As an educator and a parent, I know my task is not only to provide answers. I know that allowing children the opportunity to discover, question, challenge, and struggle is just as valuable, if not much more. But in times of crisis, in times where the news from Israel breaks my heart, I find it hard to remember that.
In these times, I find myself alternating between trying to shield them from the ugly reality outside and struggling not to explain it away with charts and maps and impassioned pleas. But I work on doing better. Here’s how:
1. I need to listen better. My children are not worried about the same things I am. They have fears that are sometimes simpler and sometimes far more complicated. Our conversations about the current situation in Israel are most successful when they begin with what my children want to know, not what I want to tell them.
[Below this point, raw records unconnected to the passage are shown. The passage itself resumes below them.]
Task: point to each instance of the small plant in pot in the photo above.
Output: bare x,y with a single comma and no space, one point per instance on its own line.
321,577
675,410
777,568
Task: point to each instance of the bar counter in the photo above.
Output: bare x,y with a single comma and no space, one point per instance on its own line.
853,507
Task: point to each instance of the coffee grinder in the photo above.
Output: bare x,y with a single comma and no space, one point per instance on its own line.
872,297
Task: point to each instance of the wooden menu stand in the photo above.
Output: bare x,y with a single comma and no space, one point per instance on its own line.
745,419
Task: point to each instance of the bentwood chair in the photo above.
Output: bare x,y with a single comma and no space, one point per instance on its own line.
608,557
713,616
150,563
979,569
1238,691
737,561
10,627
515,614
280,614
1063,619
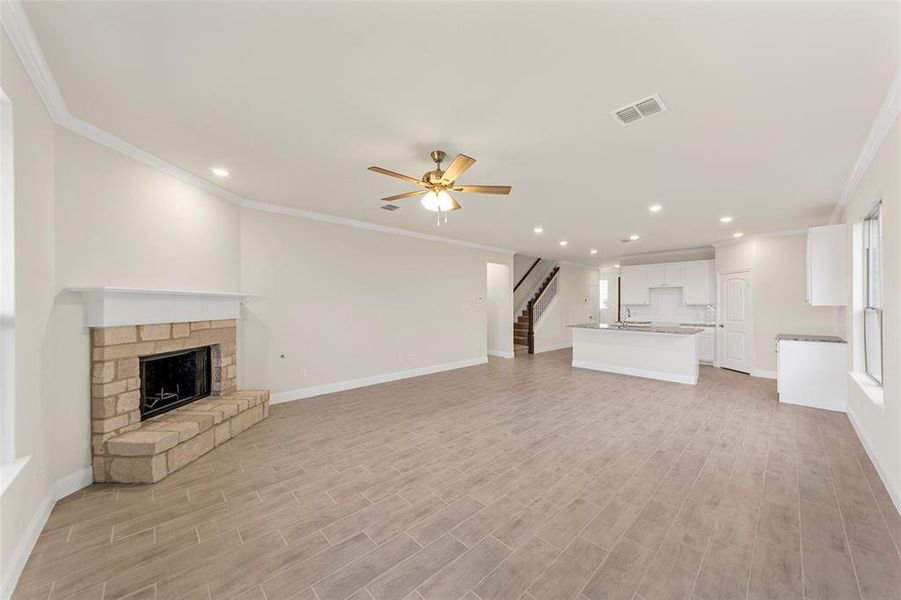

2. I need to take their questions at face value and not make assumptions. When my son was 4, he saw a picture in a children’s bible about the moment when Abraham is about to sacrifice Isaac. He made us tell him the story. When we got to the part where Abraham raised the knife, about to sacrifice Isaac, he stopped us in horror. “Wait a minute, wait a minute!” he barged in. And we cringed, terrified to explain to him the unexplainable. “Where did he get the knife?” While my husband and I had expected him to ask the adult question, “How could Abraham kill his son?” Jonah’s 4-year-old mind was focused on a much more concrete question.
3. Sometimes my job is to help them care about what’s going on halfway around the world. Not to scare them, but to help them connect to their cousins and relatives in Israel, as well as to the people they don’t know who make up the Jewish people, the ordinary people of the area.
4. I need to be a model for them of caring and action. Truthfully, sometimes my kids are not interested by what’s going on in Israel. They are at school or at camp, hanging out with their friends, unbothered by ominous events across the ocean, and that’s not a bad thing. Sometimes my job is to help them care about what’s going on halfway around the world. By showing them that I care, they learn to care. They see me emailing friends and calling family members, and they learn it’s important. We talk about the organizations we send aid to, the way we lend our support. This goes far beyond any moment in time. Israel is always a part of our lives in America, and therefore it’s a part of theirs too.
5. I need to reassure them. My kids have Israeli aunts and uncles, first cousins, some of whom serve in the IDF, and friends whose families are all there. They want to make sure they are OK. Letting them talk to their cousins, write notes, and see that despite current challenges, Israelis make a concerted effort to go about their daily routines. Israel is not just a country on a map. It’s a land filled with people and stories, and often I turn to the stories of real people to help them understand why I’m concerned, why this is important to us as a family, as a community, and as the Jewish people.
6. I need to do a better job of controlling what they see and hear on the media. My children watch TV and go onto the computer on their own, and they have a lot of freedom in those areas. I’m not interested in hiding information from them, but much of what they may see, particularly online and on the news, is both disturbing and often not accurate. For that reason, I’ve asked them to allow me to be their curator for information they are looking for and to come to me when they have questions about the situation. Together we can find information they are curious about and I can show them how I look for stories on various news sources to get a fuller picture.
However you choose to approach talking with your children and teens, if you’re committed to listening and keeping an open channel of communication, you will make an important impression. And while some conversations will go better than others, these moments are part of a long timeline of conversations, and there’ll always be bumps in the road. I find every time I admit I don’t know an answer, every time I commit to my children to do the best to find the answers they’re looking for, they come back with more questions.